第026話 体を張る
「勝てたね!!」
「やった!!」
女子たちが手を取りあってはしゃぐ。
玉のような汗と上気した頬が少しエッチだ。その姿プレイスレス……。
当然の如く、如月さんを擁する僕たちのチームは圧勝だった。今度は僕たちは観戦する側に回る。
「如月さん、カッコよかったぁ」
「バスケ部に入らないの?」
「私見ほれちゃったよぉ」
「上手くて羨ましいな」
コートの外で待っていた女子たちが如月さんの元に集まる。
彼女は少し困惑しながら、笑みを浮かべて対応していた。こうしてみると、如月さんは本当に人気者なんだと実感する。
一方で僕は試合に全く貢献できなかった陰キャ。誰にも話しかけられることなく、コートの外に出て、次の試合を待つ。
――ピッ
笛が鳴って試合が始まった。
僕たちのチームのように一方的な展開にはならない。かなり一進一退の攻防が繰り広げられている。

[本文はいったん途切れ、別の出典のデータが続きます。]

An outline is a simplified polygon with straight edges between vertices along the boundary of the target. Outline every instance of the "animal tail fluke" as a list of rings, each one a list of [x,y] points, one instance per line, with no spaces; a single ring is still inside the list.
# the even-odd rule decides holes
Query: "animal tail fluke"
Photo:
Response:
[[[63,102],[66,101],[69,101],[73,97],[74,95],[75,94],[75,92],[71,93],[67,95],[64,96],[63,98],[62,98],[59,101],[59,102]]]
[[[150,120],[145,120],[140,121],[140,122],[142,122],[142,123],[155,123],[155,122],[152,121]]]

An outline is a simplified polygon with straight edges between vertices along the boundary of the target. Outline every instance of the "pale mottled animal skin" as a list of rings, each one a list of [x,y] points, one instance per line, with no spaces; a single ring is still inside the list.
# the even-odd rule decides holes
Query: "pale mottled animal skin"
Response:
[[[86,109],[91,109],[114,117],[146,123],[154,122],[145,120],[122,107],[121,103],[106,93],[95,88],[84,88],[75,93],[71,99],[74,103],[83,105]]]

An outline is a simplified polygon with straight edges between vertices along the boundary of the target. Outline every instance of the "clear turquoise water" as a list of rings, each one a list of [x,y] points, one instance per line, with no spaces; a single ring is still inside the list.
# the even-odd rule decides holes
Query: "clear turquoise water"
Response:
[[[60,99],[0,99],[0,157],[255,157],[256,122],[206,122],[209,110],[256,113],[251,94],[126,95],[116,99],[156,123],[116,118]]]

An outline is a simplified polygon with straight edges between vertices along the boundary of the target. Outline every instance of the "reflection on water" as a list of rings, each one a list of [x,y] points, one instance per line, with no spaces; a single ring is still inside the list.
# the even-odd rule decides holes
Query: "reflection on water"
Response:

一方で如月さんへの女子たちの質問攻めは未だに終わっていない。如月さんはコートの方を見ずに自分を囲う女子たちと話をしたままだ。
「あっ」
間抜けな声と共にバスケットボールが凄い勢いで飛んでいく。ただ、そこには誰も居なかった。すっぽ抜けてしまったらしい。
このままだとコートの外に出てしまう。
しかし、その先には如月さんが。話に夢中でボールに気が付いていない。
僕は思わず体が動いた。幸い、如月さん達の距離は一メートルもない。なんとかなる可能性がある。
「如月さん!!」
気づいた誰かが如月さんの名前を呼んだ。
「え?」
如月さんは振り返る。しかし、もうボールは彼女のすぐそば。
僕はその間に割り込んだ。
――バンッ
顔に強い衝撃が走る。
あれ? 世界が回る。
僕は立っていられなくなってその場に倒れた。
視界が薄れていく。誰かがしゃがみこんで僕の肩を揺らす。
「眞白君……眞白君……」
この声は如月さんか……。ぼんやりと如月さんの顔が見える。
どこにも怪我は見当たらない。
「あぁ……怪我がなくて……良かった……」
僕は心の底から安堵した。
如月さんのあの端正な顔に傷を残すなんてもってのほかだ。
「バカ……無茶して……」
ポツリ、ポツリと僕の顔に冷たい何かが触れる。
それは如月さんの涙だった。
如月さんを泣かせるなんてファンとしてあってはならない。
「泣かないで……下さい……僕は大丈夫ですから……」
僕は如月さんを安心させるように答えた。徐々に意識が薄れていく。
「……ロ……ヒロ……お願い、しっかりして……」
そんな中酷く懐かしい呼び名が聞こえてきた気がした。